Pernahkah kita menjumpai ada orang yang melanggar rambu lalu lintas tetapi bersikap galak kepada aparat kepolisian yang mencoba menindaknya? Seringkali orang yang demikian justru memusuhi polisi lalu lintas. Dari situ kita bisa melihat kecenderungan manusia yang sulit mengakui kesalahannya. Mengakui kesalahan dan dosa memang tidak mudah. Seringkali kita lupa bahwa tak satu pun yang kita lakukan itu tersembunyi di hadapan Tuhan. Bahkan Tuhan tahu apa yang ada dalam pikiran dan perasaan kita. Mengakui kesalahan dan dosa memang perlu kerendahan hati sekaligus keberanian. Dimanakah posisi kita saat ini? Kita termasuk yang suka menyembunyikan kesalahan atau rendah hati berani mengakui kesalahan kita?
Bacaan kita menerangkan betapa Tuhan itu mengasihi orang berdosa. Yeremia menyaksikan bahwa Tuhan itu murah hati. Secara logika manusia, pihak yang telah dikhianati, pihak yang diduakan akan marah, namun sebaliknya yang dilakukan oleh Tuhan. Tuhan justru meminta orang yang bersalah untuk kembali dan mengakui kesalahannya. Ada satu kata kunci yang ditekankan di sini, yakni sebuah pengakuan. Israel dan Yehuda telah melawan Tuhan dengan menyembah kepada batu dan kayu. Bahasa yang dipakai Yeremia adalah sundal. Israel dan Yehuda sudah menduakan Tuhan. Suatu perbuatan kotor yang menyakitkan hati Tuhan, namun Tuhan justru memberikan undangan pertobatan kepada mereka.
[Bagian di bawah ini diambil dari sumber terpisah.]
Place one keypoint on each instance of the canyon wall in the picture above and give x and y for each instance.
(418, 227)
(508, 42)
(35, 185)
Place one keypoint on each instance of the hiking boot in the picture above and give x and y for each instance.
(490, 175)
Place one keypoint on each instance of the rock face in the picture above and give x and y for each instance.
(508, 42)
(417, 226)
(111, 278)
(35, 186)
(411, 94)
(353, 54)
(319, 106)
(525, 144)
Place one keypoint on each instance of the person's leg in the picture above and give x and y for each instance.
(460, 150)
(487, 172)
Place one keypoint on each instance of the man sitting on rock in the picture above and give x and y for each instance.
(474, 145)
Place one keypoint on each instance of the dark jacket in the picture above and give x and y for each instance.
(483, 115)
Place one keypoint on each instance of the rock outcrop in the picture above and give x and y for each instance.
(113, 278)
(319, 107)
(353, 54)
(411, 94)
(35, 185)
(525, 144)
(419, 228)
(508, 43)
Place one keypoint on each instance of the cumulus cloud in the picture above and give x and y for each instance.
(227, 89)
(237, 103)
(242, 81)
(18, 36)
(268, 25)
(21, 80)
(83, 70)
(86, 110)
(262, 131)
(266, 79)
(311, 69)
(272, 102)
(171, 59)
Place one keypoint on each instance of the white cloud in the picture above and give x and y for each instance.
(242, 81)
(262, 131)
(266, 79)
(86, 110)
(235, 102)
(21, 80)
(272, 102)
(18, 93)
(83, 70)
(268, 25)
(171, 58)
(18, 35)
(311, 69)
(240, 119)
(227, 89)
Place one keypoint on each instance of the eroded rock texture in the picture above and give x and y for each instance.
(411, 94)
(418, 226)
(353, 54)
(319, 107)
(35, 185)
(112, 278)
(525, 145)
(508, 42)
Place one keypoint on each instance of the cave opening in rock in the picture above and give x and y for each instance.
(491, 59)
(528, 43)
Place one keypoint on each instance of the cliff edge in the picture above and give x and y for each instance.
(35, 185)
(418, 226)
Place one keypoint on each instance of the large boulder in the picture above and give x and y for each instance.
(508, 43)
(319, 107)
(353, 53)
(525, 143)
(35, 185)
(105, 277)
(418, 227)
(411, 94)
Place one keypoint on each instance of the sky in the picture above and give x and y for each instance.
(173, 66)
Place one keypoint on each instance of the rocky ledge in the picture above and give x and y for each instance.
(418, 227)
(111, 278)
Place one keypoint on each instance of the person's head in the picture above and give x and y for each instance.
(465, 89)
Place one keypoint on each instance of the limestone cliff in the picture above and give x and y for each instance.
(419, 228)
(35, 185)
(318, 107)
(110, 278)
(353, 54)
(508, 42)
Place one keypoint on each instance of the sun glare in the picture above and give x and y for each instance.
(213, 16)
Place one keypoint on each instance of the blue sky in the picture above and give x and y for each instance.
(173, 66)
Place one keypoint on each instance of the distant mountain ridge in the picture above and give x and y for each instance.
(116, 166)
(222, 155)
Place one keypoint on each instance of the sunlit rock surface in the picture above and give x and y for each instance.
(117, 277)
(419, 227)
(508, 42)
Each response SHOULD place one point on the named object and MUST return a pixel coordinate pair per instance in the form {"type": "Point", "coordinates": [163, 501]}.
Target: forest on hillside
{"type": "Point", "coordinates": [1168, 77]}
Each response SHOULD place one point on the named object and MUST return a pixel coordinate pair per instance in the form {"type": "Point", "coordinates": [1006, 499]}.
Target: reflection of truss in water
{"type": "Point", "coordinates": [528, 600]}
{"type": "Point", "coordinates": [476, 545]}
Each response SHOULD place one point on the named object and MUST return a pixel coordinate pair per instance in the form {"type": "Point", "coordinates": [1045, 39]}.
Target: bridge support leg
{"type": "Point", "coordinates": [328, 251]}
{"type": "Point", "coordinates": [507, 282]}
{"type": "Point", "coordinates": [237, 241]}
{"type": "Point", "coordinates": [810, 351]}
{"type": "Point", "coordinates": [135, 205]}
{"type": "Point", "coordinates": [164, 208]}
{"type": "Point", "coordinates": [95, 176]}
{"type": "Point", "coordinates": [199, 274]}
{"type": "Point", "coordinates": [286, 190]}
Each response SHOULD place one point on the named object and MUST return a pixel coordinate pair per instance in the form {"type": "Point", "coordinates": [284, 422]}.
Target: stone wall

Sungguh Dia adalah Tuhan yang murah hati, hanya satu permintaan-Nya, yakni rendah hati dan berani mengakui kesalahan dan dosa yang sudah diperbuat.
Bulan ini kita sedang menghayati Bulan Ekumene, dengan sebuah tema “Hidup Bersama dalam Kepedulian”, mari bersama kita terapkan semangat pengakuan dosa. Rendah hati dan berani mengakui sebuah kesalahan diri sendiri, dengan tidak mencari-cari kesalahan orang lain atau sibuk mencari kambing hitam. Justru dalam kebersamaan kita saling mengingatkan menuju hidup kudus di hadapan Tuhan. Dalam kebersamaan, kita saling mendukung dan menopang supaya bersama-sama hidup dalam kejujuran. Yang jujur harus mempertahankan hidup bersih di hadapan Tuhan. Yang bersalah berani mengakui kesalahannya, karena Tuhan kita adalah murah hati, yang menghendaki kita mengakui kesalahan dan dosa kita di hadapan-Nya. Amin. [Life].
“Orang yang suka menyembunyikan kesalahannya adalah orang yang munafik.”